新パラレルワールド参加作品=The shadows=天才浅海ユウと凡才月星大豆の奇跡的コラボ[企画]
「良い! やっぱいいわ。リュウ、正式メンバーになってくんない?」
「ダメだよ。ボーカルの影山が可哀想じゃん」
結局純一郎の留守でもあの部屋が使えるよう、お袋さんにも取りなして貰った俺は、ボーカルの彼が戻って来るまでの非常勤として純一郎のバンド【メモリー・オブ・ザ・ブラッド】に加入することとなる。
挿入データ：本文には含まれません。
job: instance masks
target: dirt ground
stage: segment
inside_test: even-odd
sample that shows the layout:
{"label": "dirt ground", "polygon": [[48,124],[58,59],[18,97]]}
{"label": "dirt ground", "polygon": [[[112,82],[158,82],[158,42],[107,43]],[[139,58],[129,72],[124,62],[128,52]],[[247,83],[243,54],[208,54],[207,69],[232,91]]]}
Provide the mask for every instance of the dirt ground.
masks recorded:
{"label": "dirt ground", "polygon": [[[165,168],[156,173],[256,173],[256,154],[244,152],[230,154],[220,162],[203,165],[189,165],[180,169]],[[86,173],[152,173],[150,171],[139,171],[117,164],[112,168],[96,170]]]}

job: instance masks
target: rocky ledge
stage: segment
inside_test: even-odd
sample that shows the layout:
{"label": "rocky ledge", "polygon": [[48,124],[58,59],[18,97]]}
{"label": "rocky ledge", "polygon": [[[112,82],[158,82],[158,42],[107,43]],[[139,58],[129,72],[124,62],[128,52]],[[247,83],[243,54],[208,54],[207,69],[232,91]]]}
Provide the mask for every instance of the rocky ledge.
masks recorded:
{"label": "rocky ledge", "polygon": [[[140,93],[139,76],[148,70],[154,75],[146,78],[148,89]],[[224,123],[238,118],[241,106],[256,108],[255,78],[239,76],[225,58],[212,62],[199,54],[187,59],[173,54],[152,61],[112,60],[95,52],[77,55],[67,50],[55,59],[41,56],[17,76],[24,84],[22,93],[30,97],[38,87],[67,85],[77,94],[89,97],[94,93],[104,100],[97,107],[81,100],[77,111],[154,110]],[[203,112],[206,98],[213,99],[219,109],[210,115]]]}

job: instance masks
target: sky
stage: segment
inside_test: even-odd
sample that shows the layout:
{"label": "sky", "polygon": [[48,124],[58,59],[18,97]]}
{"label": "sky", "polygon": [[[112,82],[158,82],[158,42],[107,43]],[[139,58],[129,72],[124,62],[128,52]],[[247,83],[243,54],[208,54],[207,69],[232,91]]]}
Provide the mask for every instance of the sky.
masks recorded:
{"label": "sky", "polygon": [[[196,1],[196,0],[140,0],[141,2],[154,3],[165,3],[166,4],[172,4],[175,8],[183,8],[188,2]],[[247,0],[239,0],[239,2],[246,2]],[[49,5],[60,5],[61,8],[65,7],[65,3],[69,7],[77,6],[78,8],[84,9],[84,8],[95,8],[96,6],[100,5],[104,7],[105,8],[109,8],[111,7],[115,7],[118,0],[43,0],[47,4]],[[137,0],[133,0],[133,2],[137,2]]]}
「あいつはこういうハードなやつより、アニソンみたいなのが合ってるんだよ」
確かにそうかも知れない。アニソン、似合いすぎて笑いそうになった。しかしそれとこれとは話が違う。
「駄目だって。俺は勉強を頑張って、物理学で博士号を取りたいんだから」
純一郎は「はいはい」と言いながら自分のポジションに戻ってベースを構える。
ドラムスのカウントが小気味良く鳴り響くと、スタジオ内は一気に爆音で満たされた。
───確かにずっと続けられたら、それはそれで楽しいかも知れないなぁ……いや、いかんぞリュウ。そんなことでは物理学博士になんかなれるわけがない───
暫しの自問自答は、ヴォーカルパートが始まることに依って掻き消された。